Freaky Polynomial: $P_n(x)=\left(x\frac{d}{dx}\right)^n f(x)$

Question

I am investigating the polynomial $$P_n(x)=\left(x\frac{d}{dx}\right)^n f(x)=xP_{n-1}'(x)$$ for some known function $f$. I defined $f_n(x)=\frac{d}{dx}f_{n-1}(x)$ with $P_0=f_0=f$. And I also defined $$P_n(x)=\sum_{k=1}^{n}C_n(k)x^kf_k(x)$$ And I am interested in finding an explicit form, or at least a recurrence relation for $C_n(k)$. With manual calculation, I was able to find up through $n=6$, but I failed to recognize any pattern, so I thought I'd ask for help.

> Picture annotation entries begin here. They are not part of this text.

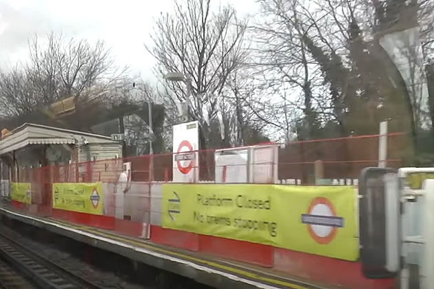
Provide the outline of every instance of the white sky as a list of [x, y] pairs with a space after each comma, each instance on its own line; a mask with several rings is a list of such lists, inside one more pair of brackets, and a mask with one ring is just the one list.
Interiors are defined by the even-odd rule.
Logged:
[[[231, 3], [240, 17], [258, 8], [254, 0], [213, 1], [216, 7]], [[104, 40], [118, 65], [150, 79], [155, 61], [143, 43], [150, 43], [154, 20], [173, 7], [174, 0], [0, 0], [0, 68], [25, 61], [28, 39], [52, 30], [67, 38]]]

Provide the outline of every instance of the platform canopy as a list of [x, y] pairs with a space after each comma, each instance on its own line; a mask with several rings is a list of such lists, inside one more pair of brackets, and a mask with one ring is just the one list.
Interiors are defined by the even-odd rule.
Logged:
[[118, 143], [108, 136], [45, 125], [25, 123], [0, 140], [0, 155], [32, 144]]

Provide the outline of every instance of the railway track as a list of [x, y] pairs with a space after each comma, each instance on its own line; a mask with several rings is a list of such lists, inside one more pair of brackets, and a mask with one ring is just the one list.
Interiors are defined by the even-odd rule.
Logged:
[[[101, 289], [0, 232], [0, 256], [33, 283], [44, 289]], [[1, 264], [0, 264], [1, 266]], [[1, 285], [1, 283], [0, 283]], [[21, 287], [8, 287], [6, 289]], [[25, 288], [25, 287], [23, 287]], [[34, 288], [35, 287], [30, 287]]]
[[0, 288], [1, 289], [37, 289], [10, 265], [0, 259]]

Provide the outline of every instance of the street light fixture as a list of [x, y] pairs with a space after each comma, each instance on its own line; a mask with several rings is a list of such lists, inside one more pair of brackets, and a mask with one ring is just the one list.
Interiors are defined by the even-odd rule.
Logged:
[[187, 121], [189, 119], [189, 108], [190, 106], [190, 96], [192, 95], [192, 82], [190, 77], [180, 72], [169, 72], [164, 76], [167, 81], [182, 81], [187, 85]]

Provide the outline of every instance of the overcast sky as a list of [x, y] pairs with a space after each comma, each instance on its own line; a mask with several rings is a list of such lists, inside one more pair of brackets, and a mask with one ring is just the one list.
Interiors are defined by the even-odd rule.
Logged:
[[[253, 0], [214, 2], [216, 7], [231, 3], [240, 16], [254, 14], [258, 7]], [[118, 65], [130, 65], [132, 73], [149, 79], [155, 63], [143, 43], [149, 41], [154, 20], [173, 6], [174, 0], [0, 0], [0, 67], [25, 60], [28, 39], [52, 30], [105, 41]]]

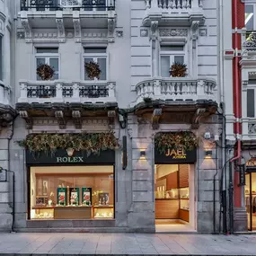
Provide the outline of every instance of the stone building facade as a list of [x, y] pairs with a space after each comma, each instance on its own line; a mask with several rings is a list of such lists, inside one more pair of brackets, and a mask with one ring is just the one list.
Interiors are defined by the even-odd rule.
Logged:
[[[10, 120], [8, 127], [3, 128], [0, 146], [3, 168], [14, 172], [15, 175], [13, 229], [155, 232], [156, 195], [160, 191], [155, 189], [156, 169], [158, 165], [178, 164], [181, 172], [182, 164], [187, 164], [190, 228], [217, 232], [223, 162], [223, 120], [217, 114], [222, 85], [218, 68], [221, 39], [217, 1], [44, 0], [40, 3], [13, 2], [13, 5], [9, 6], [13, 13], [9, 14], [12, 32], [8, 31], [9, 20], [3, 20], [3, 38], [7, 37], [4, 54], [8, 52], [7, 47], [12, 47], [12, 58], [6, 57], [6, 63], [12, 60], [13, 64], [10, 69], [12, 75], [9, 74], [3, 81], [4, 84], [6, 81], [4, 89], [9, 88], [7, 84], [12, 88], [12, 101], [4, 100], [4, 103], [9, 111], [15, 108], [16, 112], [11, 111], [8, 117], [18, 115], [14, 122]], [[7, 8], [3, 10], [7, 12]], [[89, 61], [100, 65], [100, 77], [88, 79], [84, 63]], [[186, 64], [185, 77], [170, 76], [170, 67], [177, 62]], [[37, 74], [40, 65], [54, 68], [50, 80], [44, 81]], [[31, 152], [17, 143], [31, 134], [91, 134], [110, 129], [115, 132], [120, 147], [109, 156], [101, 153], [101, 159], [86, 158], [81, 152], [68, 156], [57, 152], [60, 154], [57, 159], [50, 154], [33, 158]], [[183, 151], [185, 158], [181, 156], [185, 160], [181, 157], [181, 161], [179, 158], [174, 161], [172, 156], [171, 160], [159, 158], [155, 137], [181, 131], [190, 132], [199, 141], [193, 148], [194, 158], [189, 160], [189, 154]], [[57, 163], [58, 157], [62, 164]], [[70, 163], [81, 157], [86, 158], [83, 164]], [[69, 197], [67, 191], [72, 190], [66, 181], [58, 181], [54, 193], [47, 192], [54, 181], [45, 177], [50, 176], [50, 172], [53, 177], [58, 172], [50, 170], [64, 170], [66, 166], [72, 169], [75, 165], [78, 169], [84, 166], [84, 170], [89, 165], [95, 166], [96, 170], [104, 164], [112, 168], [108, 172], [110, 173], [108, 179], [112, 180], [107, 182], [113, 187], [105, 194], [110, 198], [113, 216], [93, 221], [84, 217], [85, 213], [82, 219], [52, 217], [52, 214], [59, 216], [57, 212], [61, 211], [58, 195]], [[77, 177], [84, 170], [75, 171]], [[104, 172], [101, 172], [103, 175]], [[72, 173], [69, 170], [65, 175]], [[8, 181], [12, 175], [8, 172]], [[93, 172], [90, 175], [93, 177]], [[41, 180], [38, 178], [40, 176]], [[97, 179], [93, 179], [97, 183]], [[39, 182], [42, 182], [40, 192], [36, 188], [40, 186]], [[1, 200], [5, 203], [2, 207], [2, 219], [8, 220], [8, 226], [2, 221], [1, 229], [11, 229], [13, 207], [9, 202], [12, 203], [13, 187], [12, 182], [3, 184], [6, 188], [1, 188], [4, 190]], [[79, 195], [82, 190], [82, 197], [86, 192], [84, 187], [78, 190]], [[10, 198], [5, 199], [8, 189]], [[162, 189], [166, 190], [164, 186]], [[53, 207], [50, 195], [56, 193], [57, 203]], [[106, 200], [103, 198], [105, 204], [100, 200], [102, 208]], [[43, 206], [48, 207], [45, 212]], [[98, 213], [95, 208], [93, 218]], [[91, 215], [88, 211], [87, 214]]]

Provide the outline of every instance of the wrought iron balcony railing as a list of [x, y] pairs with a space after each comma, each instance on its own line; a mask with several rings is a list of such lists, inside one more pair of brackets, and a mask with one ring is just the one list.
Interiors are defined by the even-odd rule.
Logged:
[[61, 81], [21, 81], [19, 102], [115, 102], [115, 83]]
[[115, 10], [116, 0], [21, 0], [22, 11], [57, 11], [64, 9], [84, 11]]

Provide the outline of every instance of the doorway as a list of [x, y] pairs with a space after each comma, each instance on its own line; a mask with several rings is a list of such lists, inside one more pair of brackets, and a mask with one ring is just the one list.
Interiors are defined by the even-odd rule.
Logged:
[[256, 172], [247, 172], [245, 175], [245, 205], [247, 211], [248, 230], [256, 230]]
[[155, 164], [156, 232], [195, 231], [194, 164]]

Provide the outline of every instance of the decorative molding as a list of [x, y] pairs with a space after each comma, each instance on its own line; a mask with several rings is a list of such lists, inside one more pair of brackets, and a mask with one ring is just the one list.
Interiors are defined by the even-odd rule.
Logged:
[[75, 30], [75, 42], [81, 42], [81, 22], [80, 18], [73, 18], [73, 24]]
[[148, 30], [145, 30], [145, 29], [140, 30], [140, 36], [141, 36], [142, 38], [147, 37], [147, 36], [148, 36]]
[[151, 40], [155, 40], [157, 39], [157, 31], [158, 31], [158, 22], [152, 21], [150, 25], [151, 30]]
[[65, 27], [64, 27], [64, 22], [63, 22], [62, 17], [56, 19], [56, 24], [57, 24], [57, 28], [58, 41], [59, 42], [65, 42], [66, 41], [66, 35], [65, 35]]
[[26, 121], [26, 128], [31, 129], [33, 127], [33, 120], [31, 118], [29, 117], [28, 111], [21, 110], [19, 113], [21, 118], [24, 119]]
[[66, 128], [66, 122], [63, 111], [62, 110], [55, 111], [55, 117], [57, 119], [59, 128], [60, 129]]
[[31, 40], [32, 31], [28, 19], [22, 19], [22, 25], [25, 31], [25, 39]]
[[116, 35], [118, 38], [122, 38], [124, 35], [124, 32], [122, 31], [117, 31]]
[[73, 110], [72, 117], [74, 119], [74, 124], [75, 128], [82, 128], [82, 119], [80, 110]]
[[186, 29], [159, 29], [160, 37], [187, 37]]

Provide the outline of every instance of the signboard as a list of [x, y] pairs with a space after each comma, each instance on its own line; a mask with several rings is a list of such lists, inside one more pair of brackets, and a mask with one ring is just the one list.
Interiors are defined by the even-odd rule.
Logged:
[[54, 165], [83, 165], [86, 163], [106, 163], [113, 164], [115, 163], [115, 151], [105, 150], [100, 154], [87, 152], [75, 151], [74, 149], [58, 149], [54, 153], [38, 152], [33, 153], [26, 151], [27, 164], [54, 164]]
[[245, 186], [245, 164], [240, 164], [239, 167], [239, 186]]
[[196, 148], [190, 151], [180, 148], [168, 148], [164, 154], [154, 150], [155, 163], [194, 163], [197, 161]]

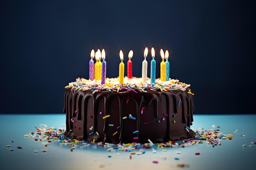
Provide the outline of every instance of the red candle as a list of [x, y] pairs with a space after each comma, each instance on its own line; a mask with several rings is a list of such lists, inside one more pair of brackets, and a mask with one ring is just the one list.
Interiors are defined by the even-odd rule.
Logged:
[[133, 55], [133, 51], [131, 50], [128, 54], [129, 60], [127, 62], [127, 77], [129, 79], [131, 79], [132, 77], [132, 62], [131, 60], [132, 55]]

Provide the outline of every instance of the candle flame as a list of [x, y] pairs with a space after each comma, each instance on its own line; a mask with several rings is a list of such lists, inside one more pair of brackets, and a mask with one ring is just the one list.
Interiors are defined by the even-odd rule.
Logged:
[[91, 58], [94, 58], [94, 56], [95, 55], [95, 52], [94, 52], [94, 50], [92, 49], [92, 51], [91, 51]]
[[168, 50], [165, 51], [165, 60], [168, 60], [168, 58], [169, 58], [169, 52]]
[[99, 49], [98, 49], [97, 50], [97, 52], [98, 52], [98, 55], [99, 55], [99, 60], [100, 60], [101, 59], [101, 51]]
[[101, 57], [102, 57], [102, 59], [105, 60], [106, 56], [105, 53], [105, 50], [104, 49], [102, 49], [102, 51], [101, 51]]
[[123, 54], [123, 51], [122, 50], [120, 51], [120, 53], [119, 53], [119, 55], [120, 56], [120, 60], [121, 61], [123, 61], [124, 60], [124, 54]]
[[133, 55], [133, 51], [132, 51], [132, 50], [130, 50], [129, 52], [129, 54], [128, 54], [128, 57], [132, 58], [132, 55]]
[[98, 51], [96, 51], [95, 53], [95, 59], [96, 60], [96, 61], [99, 61], [99, 55], [98, 54], [99, 53]]
[[153, 47], [151, 49], [151, 55], [152, 58], [155, 58], [155, 49]]
[[162, 49], [160, 50], [160, 55], [161, 55], [161, 57], [162, 58], [162, 60], [164, 59], [164, 51]]
[[146, 47], [144, 51], [144, 57], [146, 57], [148, 55], [148, 47]]

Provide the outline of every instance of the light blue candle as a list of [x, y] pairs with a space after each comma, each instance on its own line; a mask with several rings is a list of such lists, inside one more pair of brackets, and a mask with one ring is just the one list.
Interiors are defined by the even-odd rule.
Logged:
[[150, 84], [152, 84], [155, 83], [155, 50], [152, 47], [151, 49], [151, 55], [152, 55], [152, 60], [151, 62], [151, 70], [150, 73]]

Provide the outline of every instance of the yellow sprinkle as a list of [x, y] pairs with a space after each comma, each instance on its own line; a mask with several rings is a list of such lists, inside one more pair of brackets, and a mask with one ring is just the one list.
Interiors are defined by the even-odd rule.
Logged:
[[106, 118], [108, 118], [108, 117], [110, 117], [110, 115], [107, 115], [106, 116], [104, 116], [104, 117], [102, 117], [102, 119], [106, 119]]
[[116, 132], [114, 133], [114, 134], [113, 134], [113, 136], [115, 135], [116, 135], [117, 133], [118, 133], [118, 131], [116, 131]]
[[75, 141], [76, 142], [77, 142], [78, 143], [80, 143], [80, 141], [79, 141], [78, 140], [75, 139], [74, 139], [73, 140], [74, 140], [74, 141]]
[[193, 96], [195, 95], [195, 94], [194, 94], [194, 93], [191, 93], [190, 92], [189, 92], [189, 91], [188, 92], [188, 93], [190, 94], [191, 95], [192, 95], [192, 96]]
[[130, 144], [125, 144], [124, 146], [126, 147], [126, 146], [130, 146]]

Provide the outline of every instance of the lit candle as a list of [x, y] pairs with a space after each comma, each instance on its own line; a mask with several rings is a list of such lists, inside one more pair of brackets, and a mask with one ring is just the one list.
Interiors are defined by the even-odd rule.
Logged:
[[142, 62], [142, 83], [146, 83], [147, 82], [147, 75], [148, 74], [148, 62], [146, 58], [148, 55], [148, 48], [146, 47], [144, 51], [144, 60]]
[[169, 80], [170, 78], [170, 63], [168, 61], [169, 52], [168, 50], [165, 51], [165, 81]]
[[107, 70], [107, 62], [105, 61], [105, 53], [104, 49], [101, 51], [101, 57], [103, 61], [101, 63], [101, 84], [104, 84], [106, 82], [106, 73]]
[[98, 73], [99, 73], [99, 54], [98, 51], [96, 51], [95, 53], [95, 60], [96, 60], [96, 62], [95, 64], [94, 64], [94, 79], [95, 80], [98, 80]]
[[98, 70], [98, 80], [101, 79], [101, 51], [98, 49], [97, 51], [99, 54], [99, 70]]
[[151, 55], [152, 60], [151, 62], [151, 71], [150, 74], [150, 84], [155, 83], [155, 50], [152, 47], [151, 49]]
[[132, 77], [132, 62], [131, 59], [133, 55], [133, 51], [130, 50], [128, 54], [129, 60], [127, 62], [127, 77], [129, 79], [131, 79]]
[[89, 62], [89, 79], [93, 80], [94, 79], [94, 61], [93, 58], [95, 55], [94, 50], [92, 50], [91, 51], [91, 60]]
[[160, 63], [160, 78], [161, 82], [165, 81], [165, 63], [164, 62], [164, 53], [162, 49], [160, 51], [160, 54], [162, 58], [162, 61]]
[[123, 62], [124, 54], [122, 50], [120, 51], [119, 53], [121, 62], [119, 64], [119, 84], [124, 84], [124, 64]]

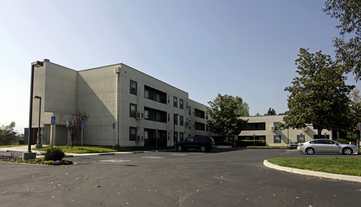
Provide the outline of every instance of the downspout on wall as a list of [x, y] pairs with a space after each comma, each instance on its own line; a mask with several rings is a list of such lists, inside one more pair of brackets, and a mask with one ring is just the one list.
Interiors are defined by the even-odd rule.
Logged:
[[119, 137], [118, 136], [118, 116], [119, 115], [119, 73], [120, 72], [121, 67], [117, 66], [115, 67], [115, 73], [117, 73], [117, 89], [116, 91], [117, 91], [117, 100], [116, 100], [117, 102], [117, 108], [116, 109], [116, 136], [117, 137], [117, 143], [116, 143], [116, 145], [118, 145], [119, 142]]

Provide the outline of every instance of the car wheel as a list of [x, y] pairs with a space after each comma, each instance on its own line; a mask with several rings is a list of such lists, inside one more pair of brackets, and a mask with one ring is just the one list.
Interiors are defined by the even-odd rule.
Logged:
[[183, 147], [182, 145], [178, 145], [177, 146], [177, 150], [178, 151], [181, 151], [183, 149]]
[[315, 153], [315, 151], [313, 148], [309, 147], [306, 149], [306, 153], [308, 155], [313, 155]]
[[206, 149], [205, 146], [201, 146], [201, 151], [205, 152]]
[[348, 147], [344, 148], [342, 149], [342, 154], [344, 155], [350, 155], [352, 154], [352, 150]]

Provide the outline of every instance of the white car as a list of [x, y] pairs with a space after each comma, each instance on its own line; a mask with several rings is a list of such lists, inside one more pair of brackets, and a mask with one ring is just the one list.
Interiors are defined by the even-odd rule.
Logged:
[[326, 139], [314, 139], [299, 144], [297, 151], [306, 152], [309, 155], [313, 153], [342, 153], [344, 155], [358, 154], [360, 148], [356, 145], [340, 144], [332, 140]]

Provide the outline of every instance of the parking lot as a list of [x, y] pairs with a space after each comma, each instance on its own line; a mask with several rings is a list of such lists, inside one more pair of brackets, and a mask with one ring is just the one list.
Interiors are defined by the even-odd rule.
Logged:
[[358, 204], [358, 183], [292, 174], [262, 164], [270, 158], [300, 156], [310, 155], [285, 149], [219, 149], [81, 155], [68, 158], [76, 164], [68, 166], [1, 162], [0, 197], [2, 205], [9, 206]]

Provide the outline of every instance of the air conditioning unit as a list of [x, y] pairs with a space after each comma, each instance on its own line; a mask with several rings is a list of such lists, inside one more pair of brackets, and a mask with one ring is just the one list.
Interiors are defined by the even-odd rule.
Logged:
[[144, 113], [142, 112], [137, 112], [135, 116], [137, 119], [144, 119]]
[[186, 127], [189, 127], [191, 126], [191, 122], [190, 121], [186, 121], [184, 122], [184, 126]]
[[136, 142], [144, 142], [144, 135], [137, 135], [135, 136]]

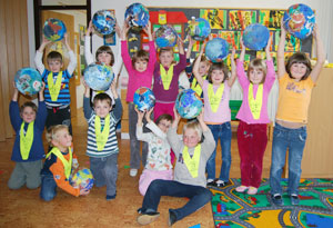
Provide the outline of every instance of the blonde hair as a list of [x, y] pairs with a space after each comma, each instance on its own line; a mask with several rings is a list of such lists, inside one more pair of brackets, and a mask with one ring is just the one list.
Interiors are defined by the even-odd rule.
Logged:
[[46, 138], [47, 138], [48, 143], [49, 143], [51, 147], [53, 147], [52, 140], [57, 140], [57, 139], [58, 139], [58, 135], [57, 135], [57, 133], [58, 133], [60, 130], [63, 130], [63, 129], [65, 129], [65, 130], [69, 131], [67, 125], [54, 125], [54, 126], [51, 126], [51, 127], [48, 129], [47, 135], [46, 135]]

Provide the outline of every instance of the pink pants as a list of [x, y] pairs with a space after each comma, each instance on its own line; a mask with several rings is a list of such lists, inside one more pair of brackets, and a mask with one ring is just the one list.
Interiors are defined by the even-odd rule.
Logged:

For those interested, a 'table' of values:

$n=1$: $$C_1(1)=1$$ $n=2$: $$C_2(1)=1,\quad C_2(2)=1$$ $n=3$: $$C_3(1)=1,\quad C_3(2)=3,\quad C_3(3)=1$$ $n=4$: $$C_4(1)=1,\quad C_4(2)=7,\quad C_4(3)=6,\quad C_4(4)=1$$ $n=5$: $$C_5(1)=1,\quad C_5(2)=15,\quad C_5(3)=25,\quad C_5(4)=10,\quad C_5(5)=1$$ $n=6$: $$C_6(1)=1,\quad C_6(2)=31,\quad C_6(3)=90,\quad C_6(4)=65,\quad C_6(5)=15,\quad C_6(6)=1$$ The only pattern I can see is $C_n(1)=C_n(n)=1$. Also, it is easily shown that, since $P_n=xP_{n-1}'$, $$\sum_{k=1}^{n}C_n(k)x^kf_k(x)=\sum_{k=1}^{n-1}C_{n-1}(k)x^k\left[f_k(x)+xf_{k+1}(x)\right]$$ Although I'm not sure that helps. I am very lost, please help. Thanks!

Answer 1

For integers $n,k$ with $n\ge 0$, let ${n\brace k}$ denote the Stirling numbers of the second kind, which count the number of partitions of a set of size $n$ into $k$ nonempty, non-distinct parts. These satisfy the following recurrence, which can be taken as their definition: $$ {n\brace k}={n-1 \brace k-1}+k{n-1\brace k},\\ {0\brace 0}=1,{0\brace k}=0\text{ for }k\neq 0 $$

Now, let $D$ be the differential operator, and let $X$ be the operator which takes in a function $f$ and returns $xf$. As a special case of the product rule, we have the operator identity $$ DX=XD+1 $$ where $1$ is the identity, $1f=f$. Indeed, applying both sides to some function $f$, you get $D(xf)=x(Df)+f$. More generally, $$ DX^k=X^kD+kX^{k-1} $$ You can now prove by induction that $$ (XD)^n=\sum_k {n \brace k}X^kD^k $$ where the sum ranges over all integral $k$ (but is effectively finite since ${n \brace k}$ is zero for $k$ outside $[0,n]$) as follows:

\begin{align} (XD)^n &=(XD)(XD)^{n-1} \\&=(XD)\sum_k {n-1 \brace k}X^k D^k \\&=\sum_k {n-1\brace k}XDX^kD^k \\&=\sum_k {n-1\brace k}X(X^kD+kX^{k-1})D^k \\&=\sum_k {n-1 \brace k}(X^{k+1}D^{k+1}+kX^kD^k) \\&=\sum_k \Big(k{n-1\brace k}+{n-1\brace k-1}\Big)X^kD^k \\&=\sum_k {n\brace k}X^kD^k \end{align}

Answer 2

Here is a supplementary to user @bonsoon's comment as to why the Stirling numbers of the second kind pop up. This begins with the identity

$$ x^n = \sum_{k=0}^{n} \left\{ {n \atop k} \right\} (x)_k, $$

where

• $\left\{{n \atop k}\right\}$ is the Stirling number of the second kind, which counts the number of ways of partitioning the set $\{1,\cdots,n\}$ into $k$ parts, and

• $(x)_k = x(x-1)\cdots(x-k+1)$ is the falling factorial.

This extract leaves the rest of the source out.